Coconut Cream & Roasted Peanut Sauce
A creamy combination of peanuts, ginger, lemongrass and Campbell’s® 50 oz. Cream of Mushroom Soup, this coconut sauce is on-trend and delicious over rice noodles and pork belly in an Asian noodle bowl.
4 Tbsp. Sesame oil
2 Tbsp. Ginger, minced or paste
2 Tbsp. Garlic, minced
2 Tbsp. Lemongrass paste
4 Tbsp. Curry powder
2 cups Peanuts, roasted
4 Tbsp. Soy sauce
2 Tbsp. Hoisin sauce
1 Tbsp. + 1 tsp. Fish sauce
27 oz. Coconut milk
1 can (50 oz. each) Cream Of Mushroom Soup
40 oz. Water
4 cups Peanuts, roasted and lightly crushed
- Cook sesame oil, ginger, garlic, lemongrass paste and curry powder in a saucepan on medium heat for 2 minutes, stirring constantly.
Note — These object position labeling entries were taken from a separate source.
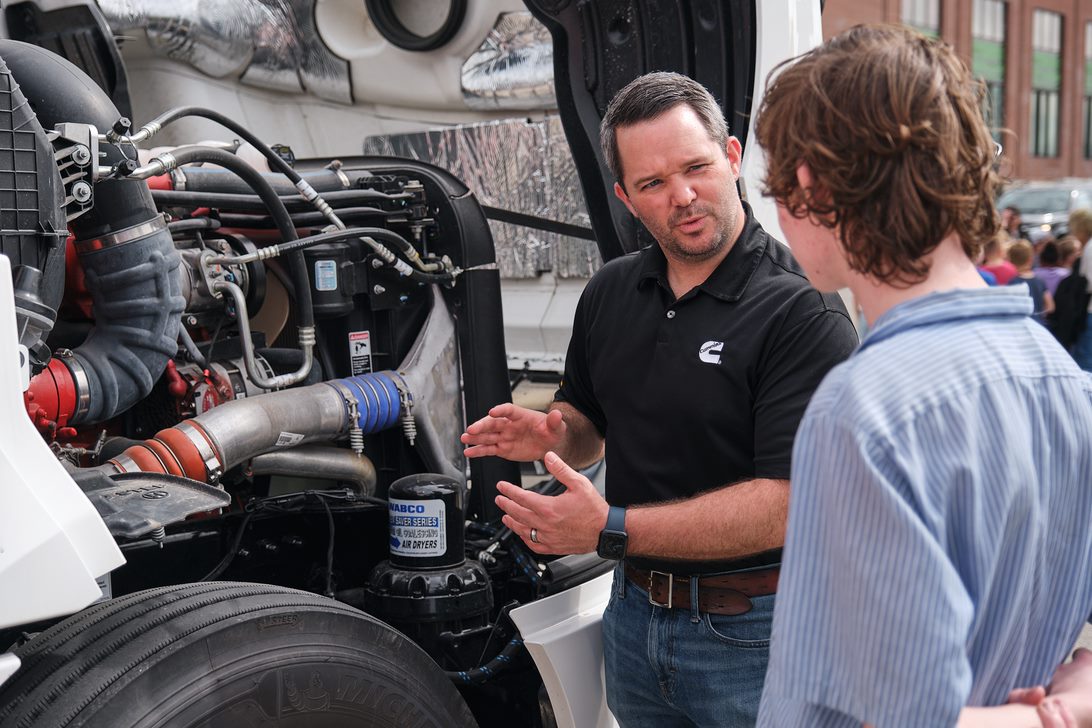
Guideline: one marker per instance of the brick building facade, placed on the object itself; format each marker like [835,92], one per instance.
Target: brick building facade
[1035,57]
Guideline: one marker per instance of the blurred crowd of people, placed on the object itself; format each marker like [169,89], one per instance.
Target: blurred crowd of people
[1054,272]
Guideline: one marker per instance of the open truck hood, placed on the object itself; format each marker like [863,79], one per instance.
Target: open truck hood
[728,46]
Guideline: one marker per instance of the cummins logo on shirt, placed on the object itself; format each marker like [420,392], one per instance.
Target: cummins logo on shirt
[710,351]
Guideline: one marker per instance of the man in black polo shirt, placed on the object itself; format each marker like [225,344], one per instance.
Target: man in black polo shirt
[693,361]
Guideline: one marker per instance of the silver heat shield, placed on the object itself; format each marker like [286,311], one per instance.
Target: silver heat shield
[519,165]
[271,44]
[513,68]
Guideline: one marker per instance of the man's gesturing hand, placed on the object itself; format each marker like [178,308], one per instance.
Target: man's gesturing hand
[569,523]
[514,433]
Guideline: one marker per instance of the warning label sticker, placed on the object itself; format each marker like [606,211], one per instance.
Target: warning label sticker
[417,528]
[325,275]
[359,351]
[288,439]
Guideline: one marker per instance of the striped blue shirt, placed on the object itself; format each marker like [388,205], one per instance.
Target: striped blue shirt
[939,547]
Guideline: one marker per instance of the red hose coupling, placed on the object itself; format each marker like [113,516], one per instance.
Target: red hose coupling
[51,397]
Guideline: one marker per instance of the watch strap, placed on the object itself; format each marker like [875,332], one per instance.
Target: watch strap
[616,520]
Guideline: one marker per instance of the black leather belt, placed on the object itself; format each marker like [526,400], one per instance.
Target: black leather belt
[721,594]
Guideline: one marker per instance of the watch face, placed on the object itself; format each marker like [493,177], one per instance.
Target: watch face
[613,545]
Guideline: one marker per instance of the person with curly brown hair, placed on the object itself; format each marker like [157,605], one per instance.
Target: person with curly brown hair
[938,552]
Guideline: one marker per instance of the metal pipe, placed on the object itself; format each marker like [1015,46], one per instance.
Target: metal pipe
[319,462]
[249,359]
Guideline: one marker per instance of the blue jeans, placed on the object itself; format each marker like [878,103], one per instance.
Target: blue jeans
[675,668]
[1082,350]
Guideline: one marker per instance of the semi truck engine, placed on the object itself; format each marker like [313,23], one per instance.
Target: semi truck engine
[258,374]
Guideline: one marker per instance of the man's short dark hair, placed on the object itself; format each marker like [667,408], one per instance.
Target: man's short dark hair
[647,97]
[890,123]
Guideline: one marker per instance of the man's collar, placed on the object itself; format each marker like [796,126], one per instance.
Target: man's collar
[950,306]
[728,281]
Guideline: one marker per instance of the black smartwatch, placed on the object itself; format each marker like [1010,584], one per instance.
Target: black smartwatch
[613,538]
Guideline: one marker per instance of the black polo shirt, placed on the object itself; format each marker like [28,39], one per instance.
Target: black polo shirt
[708,390]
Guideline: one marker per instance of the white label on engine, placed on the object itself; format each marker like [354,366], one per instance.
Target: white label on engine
[325,275]
[105,587]
[417,528]
[288,440]
[359,351]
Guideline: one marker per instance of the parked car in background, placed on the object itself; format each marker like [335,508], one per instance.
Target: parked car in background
[1045,206]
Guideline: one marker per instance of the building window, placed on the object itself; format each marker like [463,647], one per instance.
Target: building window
[1088,91]
[923,15]
[987,31]
[1045,83]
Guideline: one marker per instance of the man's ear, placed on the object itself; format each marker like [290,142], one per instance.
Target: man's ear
[806,180]
[735,155]
[620,193]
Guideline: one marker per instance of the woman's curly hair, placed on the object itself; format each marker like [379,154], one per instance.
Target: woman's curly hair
[890,123]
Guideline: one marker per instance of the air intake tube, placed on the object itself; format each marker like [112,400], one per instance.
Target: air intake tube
[132,267]
[205,446]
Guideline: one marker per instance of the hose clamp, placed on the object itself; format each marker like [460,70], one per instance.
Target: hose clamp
[121,237]
[80,380]
[214,467]
[125,464]
[178,179]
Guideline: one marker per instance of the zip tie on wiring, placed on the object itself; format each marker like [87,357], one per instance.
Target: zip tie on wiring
[311,195]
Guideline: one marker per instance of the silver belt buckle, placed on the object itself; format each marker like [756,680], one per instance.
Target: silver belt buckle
[671,588]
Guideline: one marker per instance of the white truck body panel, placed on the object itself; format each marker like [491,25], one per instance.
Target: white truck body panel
[52,541]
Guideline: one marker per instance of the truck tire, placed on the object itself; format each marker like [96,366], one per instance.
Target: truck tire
[227,655]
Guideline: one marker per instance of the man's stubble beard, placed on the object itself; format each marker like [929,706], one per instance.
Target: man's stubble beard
[725,219]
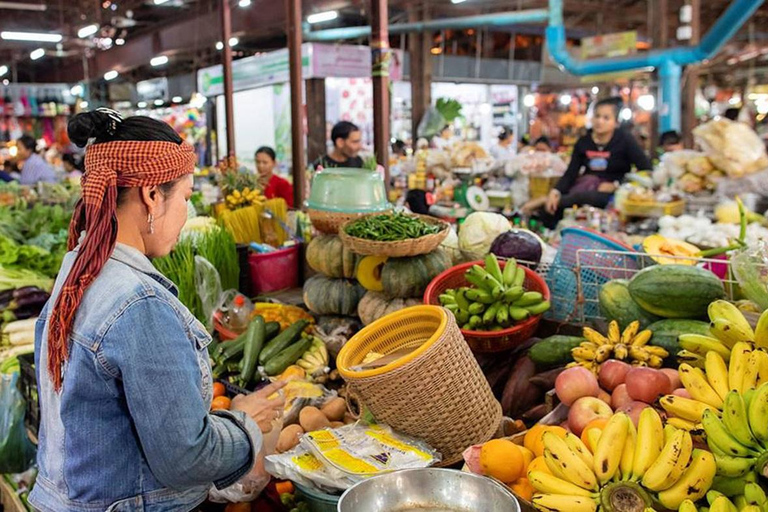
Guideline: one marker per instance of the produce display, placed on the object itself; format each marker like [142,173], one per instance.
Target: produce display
[497,298]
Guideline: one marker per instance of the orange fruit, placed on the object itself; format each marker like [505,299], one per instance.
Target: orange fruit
[502,460]
[598,423]
[221,402]
[533,438]
[522,488]
[538,464]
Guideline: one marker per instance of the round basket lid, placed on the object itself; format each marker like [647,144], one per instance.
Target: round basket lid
[477,199]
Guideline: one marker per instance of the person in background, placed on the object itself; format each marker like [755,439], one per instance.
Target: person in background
[34,168]
[274,185]
[503,149]
[347,141]
[600,160]
[543,144]
[670,141]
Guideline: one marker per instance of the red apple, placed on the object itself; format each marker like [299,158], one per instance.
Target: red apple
[620,397]
[575,383]
[586,409]
[673,376]
[646,384]
[682,392]
[633,410]
[613,373]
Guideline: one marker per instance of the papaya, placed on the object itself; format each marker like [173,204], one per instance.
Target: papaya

- Add in peanuts, soy sauce, hoisin sauce, fish sauce and coconut milk and turn heat up to medium-high.
- When mixture is warm, add Campbell's® Cream of Mushroom Condensed Soup and water. Bring to a boil then reduce heat to a simmer for 10 minutes.
- Blend sauce until smooth.
- Add remaining peanuts and serve warm.
May use fresh lemongrass instead of lemongrass paste – simply dice and put it in cheesecloth. Remove before blending.
Add heat with cayenne pepper, chipotle, or a diced jalapeño.
Great with chicken, pork loin and tenderloin, dry cooking cuts of beef, seafood and fish. Also wonderful to use with vegetables served over rice.